Wholesum, a Seoul-based e-commerce aggregator jumped into the bandwagon and is now buying third-party merchants that would normally sell on large e-commerce platforms like eBay and Amazon. The company reported on Tuesday that it has raised $15 million in equity and a whopping $35 million in debt in a Series A round. 

The co-founder, Andrew Joo said that the investment came only months after the startup had raised $4.75 million in seed funding in August 2021 and an additional $18 million in debt in November 2021. Currently, Wholesum owns five Korean local brands. With the massive growth in the eCommerce space, the aggregator aims to acquire 15 – 20 brands across health, lifestyle, pet, and children categories this year.

Growth of eCommerce During the Pandemic

Joo notes that e-commerce platforms matured significantly during the pandemic and led to the creation of more than 10,000 new independent brands per month in Korea. Customer curiosity to try new retail experiences grew in the same period. As brand traction and consumer following increased, it became difficult for many brand entrepreneurs to sustain their businesses. Wholesum came in to solve these pain points and support small merchants.

The growth and maturity of fintech and e-commerce platforms in South Korea have promoted the rise of independent brands. According to Joo, more than 500,000 third-party merchants exist on e-commerce marketplaces like eBay, Coupang, cafe24,, and Naver SmartStore.
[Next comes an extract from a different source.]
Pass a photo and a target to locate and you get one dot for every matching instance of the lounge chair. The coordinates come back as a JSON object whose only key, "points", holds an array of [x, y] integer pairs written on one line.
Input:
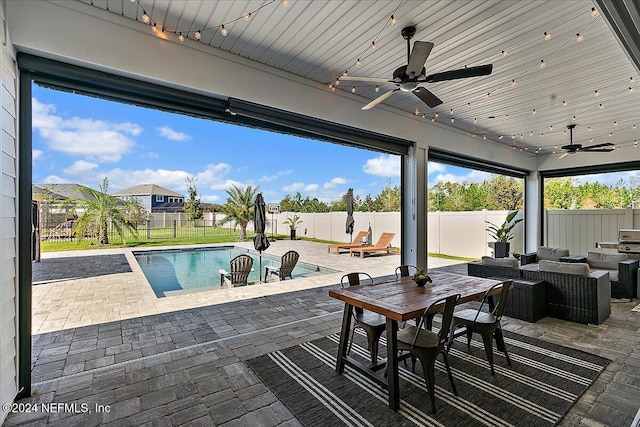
{"points": [[382, 245], [287, 264], [357, 242], [240, 267]]}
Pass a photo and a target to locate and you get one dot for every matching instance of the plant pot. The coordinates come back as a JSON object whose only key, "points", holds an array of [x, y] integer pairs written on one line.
{"points": [[501, 249]]}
However, third-party sellers struggle with access to growth capital, recruiting challenges, and a steep marketing learning curve.

Wholesum Value Proposition

Wholesum was founded in 2021 to address and resolve the problems that small brands in South Korea faced. Andrew Joo, who has a background in finance and private equity joined hands with KB Ham, a former employer of Coupang and LG fashions to form a platform that would allow small merchants to showcase their problems without limitations. The Wholesum value proposition to third-party merchants is the ability to take proceeds from the sale of their brands and create a new brand that aligns with their passion or values.
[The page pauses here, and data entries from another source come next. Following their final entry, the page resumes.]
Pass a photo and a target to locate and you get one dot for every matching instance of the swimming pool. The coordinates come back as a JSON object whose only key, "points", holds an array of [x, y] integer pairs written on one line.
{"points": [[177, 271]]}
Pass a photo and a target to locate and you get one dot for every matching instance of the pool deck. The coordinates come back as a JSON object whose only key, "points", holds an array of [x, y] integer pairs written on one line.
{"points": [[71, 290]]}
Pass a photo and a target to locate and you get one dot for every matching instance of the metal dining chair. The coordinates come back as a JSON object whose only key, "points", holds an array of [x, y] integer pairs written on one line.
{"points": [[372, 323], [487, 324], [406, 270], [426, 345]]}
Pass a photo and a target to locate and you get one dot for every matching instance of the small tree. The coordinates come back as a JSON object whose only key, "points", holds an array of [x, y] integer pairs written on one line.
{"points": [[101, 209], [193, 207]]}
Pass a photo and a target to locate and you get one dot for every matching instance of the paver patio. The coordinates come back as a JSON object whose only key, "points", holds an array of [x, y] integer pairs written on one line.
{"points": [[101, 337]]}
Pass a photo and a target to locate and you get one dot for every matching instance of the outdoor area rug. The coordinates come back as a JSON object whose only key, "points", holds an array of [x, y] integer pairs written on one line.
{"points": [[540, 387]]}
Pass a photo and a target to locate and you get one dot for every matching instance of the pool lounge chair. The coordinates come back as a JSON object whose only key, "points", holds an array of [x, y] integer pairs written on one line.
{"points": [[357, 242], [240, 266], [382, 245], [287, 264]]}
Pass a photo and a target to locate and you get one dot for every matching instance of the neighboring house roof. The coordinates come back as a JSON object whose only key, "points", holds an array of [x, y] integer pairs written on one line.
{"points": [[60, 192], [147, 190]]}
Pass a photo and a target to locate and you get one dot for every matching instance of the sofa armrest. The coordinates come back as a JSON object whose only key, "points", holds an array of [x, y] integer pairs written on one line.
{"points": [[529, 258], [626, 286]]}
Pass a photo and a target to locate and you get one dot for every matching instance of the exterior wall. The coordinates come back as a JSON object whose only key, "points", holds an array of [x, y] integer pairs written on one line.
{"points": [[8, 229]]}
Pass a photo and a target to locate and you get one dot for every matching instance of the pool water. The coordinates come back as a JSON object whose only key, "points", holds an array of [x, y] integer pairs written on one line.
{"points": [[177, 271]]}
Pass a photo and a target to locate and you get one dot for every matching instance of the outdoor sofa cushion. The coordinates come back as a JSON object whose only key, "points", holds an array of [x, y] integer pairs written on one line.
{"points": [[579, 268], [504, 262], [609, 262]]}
Wholesum’s total addressable market is about 45,000 brands, generating over $1 million of years a year. The company’s organic growth of a portfolio of brands is high teens but expected to hit 30 – 40% year on year. Although Wholesum does not view acquisitions as the most important key performance indicator, its acquisitions have ranged from $250,000 to $6 million in valuation.

Wholesum’s Future

Wholesum acquires made-in-Korea brands and scales them across global marketplaces. At its core, Wholesum honors brand owners and their product achievements through post-acquisition organization growth. In so doing, Wholesum hopes to inspire the next generation of entrepreneurs who can transform their passion into a sustainable brand.

With the latest funding that was led by Antler Global and Widus Partners and Kingway Capital, Wholesum aims to extend its lead in the South Korean e-commerce market. The funding was also backed by new investors Bold Ventures and KSV Global alongside Nordstar and Bass Investment.